You might expect this news to have come as a surprise; except it wasn’t a surprise, and it was barely news.  Just a couple of weeks prior, the Belgian public broadcaster VRT NWS revealed that Google employees and contractors regularly listen to clips of customers’ Google Home recordings.  In April of this year, Bloomberg revealed the same about Amazon’s Echo.

The problem with this seemingly ubiquitous industry practice isn’t just that tech companies are listening in to citizens’ lives without their consent (although that would surely be enough): it’s that third-party firms are often the ones doing the listening.

On some level, we all know that tech companies are mining our data.  We know that Facebook’s algorithm draws from our Likes to suggest targeted advertisements.  We know Apple uses our locations to do the same.
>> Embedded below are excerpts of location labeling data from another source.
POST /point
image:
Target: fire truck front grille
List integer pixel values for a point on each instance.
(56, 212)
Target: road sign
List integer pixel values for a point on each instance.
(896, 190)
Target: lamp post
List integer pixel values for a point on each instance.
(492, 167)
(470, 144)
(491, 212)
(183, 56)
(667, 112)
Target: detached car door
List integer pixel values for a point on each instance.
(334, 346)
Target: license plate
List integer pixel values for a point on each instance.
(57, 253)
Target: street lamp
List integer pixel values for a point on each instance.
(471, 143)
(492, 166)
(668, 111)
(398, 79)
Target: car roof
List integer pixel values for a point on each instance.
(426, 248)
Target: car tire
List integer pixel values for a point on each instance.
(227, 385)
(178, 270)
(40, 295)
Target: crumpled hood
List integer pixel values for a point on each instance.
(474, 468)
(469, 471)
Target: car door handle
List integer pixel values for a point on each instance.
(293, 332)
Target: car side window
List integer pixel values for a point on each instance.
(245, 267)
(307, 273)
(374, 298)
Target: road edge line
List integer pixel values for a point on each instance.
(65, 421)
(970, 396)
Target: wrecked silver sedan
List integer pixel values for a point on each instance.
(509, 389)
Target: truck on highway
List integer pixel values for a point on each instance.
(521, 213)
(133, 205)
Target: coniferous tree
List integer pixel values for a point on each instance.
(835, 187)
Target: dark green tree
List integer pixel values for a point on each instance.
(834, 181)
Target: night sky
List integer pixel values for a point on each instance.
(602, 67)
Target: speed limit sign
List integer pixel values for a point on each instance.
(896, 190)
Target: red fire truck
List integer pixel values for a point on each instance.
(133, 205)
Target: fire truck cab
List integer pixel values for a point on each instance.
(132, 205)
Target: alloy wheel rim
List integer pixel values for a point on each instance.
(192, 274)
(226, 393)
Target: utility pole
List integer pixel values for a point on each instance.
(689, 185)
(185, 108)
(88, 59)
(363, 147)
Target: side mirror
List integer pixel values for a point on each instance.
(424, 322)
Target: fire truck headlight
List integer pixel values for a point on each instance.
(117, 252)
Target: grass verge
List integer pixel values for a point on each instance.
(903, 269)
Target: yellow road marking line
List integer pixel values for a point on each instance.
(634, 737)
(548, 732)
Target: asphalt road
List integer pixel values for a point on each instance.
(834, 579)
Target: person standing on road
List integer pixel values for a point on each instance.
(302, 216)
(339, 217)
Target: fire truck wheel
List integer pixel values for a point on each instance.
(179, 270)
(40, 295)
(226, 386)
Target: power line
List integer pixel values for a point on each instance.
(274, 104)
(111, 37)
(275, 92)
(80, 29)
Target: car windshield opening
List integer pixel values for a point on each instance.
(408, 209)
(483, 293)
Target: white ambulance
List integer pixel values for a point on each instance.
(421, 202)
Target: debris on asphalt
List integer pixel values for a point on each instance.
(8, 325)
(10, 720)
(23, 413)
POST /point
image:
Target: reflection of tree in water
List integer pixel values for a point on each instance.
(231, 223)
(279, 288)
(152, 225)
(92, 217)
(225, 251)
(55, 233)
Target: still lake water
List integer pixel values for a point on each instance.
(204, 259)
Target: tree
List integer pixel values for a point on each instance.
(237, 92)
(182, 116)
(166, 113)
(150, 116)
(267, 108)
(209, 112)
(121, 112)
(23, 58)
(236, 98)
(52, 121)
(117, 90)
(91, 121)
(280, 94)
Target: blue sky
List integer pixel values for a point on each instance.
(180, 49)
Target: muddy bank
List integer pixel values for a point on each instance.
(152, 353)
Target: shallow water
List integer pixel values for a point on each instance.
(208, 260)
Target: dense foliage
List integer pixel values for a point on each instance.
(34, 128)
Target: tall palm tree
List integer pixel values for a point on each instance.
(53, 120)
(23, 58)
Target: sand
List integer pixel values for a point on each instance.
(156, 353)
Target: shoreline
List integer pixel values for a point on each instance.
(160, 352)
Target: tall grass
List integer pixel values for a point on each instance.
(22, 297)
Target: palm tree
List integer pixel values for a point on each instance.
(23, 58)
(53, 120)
What’s new is that people are on the other end of those data channels more often than we’d expect, and that those people aren’t necessarily employees of Apple or Facebook.  They work for anonymous, private companies.
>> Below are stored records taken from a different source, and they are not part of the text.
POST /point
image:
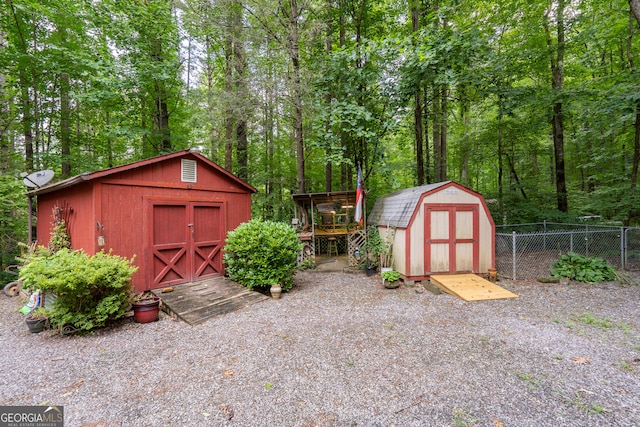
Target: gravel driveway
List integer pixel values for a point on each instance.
(340, 350)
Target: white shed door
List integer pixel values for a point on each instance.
(452, 238)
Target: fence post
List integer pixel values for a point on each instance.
(513, 255)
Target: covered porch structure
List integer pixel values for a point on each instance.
(326, 226)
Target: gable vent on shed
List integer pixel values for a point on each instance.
(189, 171)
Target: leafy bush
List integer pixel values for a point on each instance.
(583, 269)
(374, 246)
(259, 254)
(90, 290)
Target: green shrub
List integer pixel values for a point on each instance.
(259, 254)
(583, 269)
(90, 290)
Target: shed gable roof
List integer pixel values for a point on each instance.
(397, 208)
(89, 176)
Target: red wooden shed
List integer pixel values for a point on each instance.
(171, 212)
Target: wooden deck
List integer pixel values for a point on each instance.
(470, 287)
(199, 301)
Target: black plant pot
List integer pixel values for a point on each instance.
(36, 325)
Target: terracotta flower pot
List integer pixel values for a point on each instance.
(146, 310)
(276, 291)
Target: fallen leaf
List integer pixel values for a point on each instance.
(581, 360)
(227, 410)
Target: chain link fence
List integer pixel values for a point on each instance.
(528, 251)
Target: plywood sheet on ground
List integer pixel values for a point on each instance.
(199, 301)
(470, 287)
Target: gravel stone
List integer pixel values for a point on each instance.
(341, 350)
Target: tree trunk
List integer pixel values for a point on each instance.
(240, 66)
(228, 86)
(328, 168)
(425, 121)
(437, 134)
(65, 125)
(557, 122)
(297, 89)
(417, 107)
(635, 9)
(27, 121)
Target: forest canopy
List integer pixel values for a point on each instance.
(535, 104)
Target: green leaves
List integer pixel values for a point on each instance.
(583, 269)
(90, 290)
(262, 253)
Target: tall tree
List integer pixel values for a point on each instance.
(557, 121)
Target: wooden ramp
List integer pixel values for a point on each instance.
(199, 301)
(470, 287)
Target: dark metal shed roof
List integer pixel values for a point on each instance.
(88, 176)
(396, 209)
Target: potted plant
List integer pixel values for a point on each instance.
(390, 279)
(37, 320)
(146, 308)
(373, 248)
It’s unsettling that somebody, somewhere in the world may have overheard something you were doing in your own bedroom.  If you own a virtual assistant, it’s not out of the question that it’s already happened. What’s even more frightening is the prospect that those contractors lack the infrastructure to protect your bedroom recordings, in the way that Apple might.  As Apple’s whistleblower told The Guardian:

“[. . .] there’s a high turnover. It’s not like people are being encouraged to have consideration for people’s privacy, or even consider it. If there were someone with nefarious intentions, it wouldn’t be hard to identify [people].”

Major conglomerates employ tens, even hundreds of privately-owned contractor companies to carry out all kinds of business functions.  Hackers will target those smaller companies as a way to get to their larger counterparts. Just recently, for example, we reported on a lone hacker who managed to breach U.S. Customs and Border Patrol through a small contractor in Tennessee.

What might happen, then, if virtual assistant recordings–millions of them, taken from cars, doctor’s offices and bedrooms around the world–were to fall into the wrong hands?

It’s unlikely that tech giants will stop gathering our data, as long as we keep using their products.  However, there are steps Google, Amazon and Apple can take in order to regain some semblance of trust from the public.  The easiest of those steps involves improving how they deal with contractors. Strict procedures and safeguards must be put in place, to make sure contractors handle the data they’re given with care.  That means prioritizing information security, vetting employees, and removing identification information from recordings.  Additionally: advanced, AI-driven network monitoring can help big data companies keep a watchful eye over how contractors traffick in their customer data.  That way, any small privacy breach can be picked out and addressed before it becomes a big, company-wide problem.

There’s a saying in sports: a team is only as strong as its weakest player.  The principle applies, dually, to privacy in cyberspace.  What you do in your bedroom is only as private as the least private person or entity to hear it.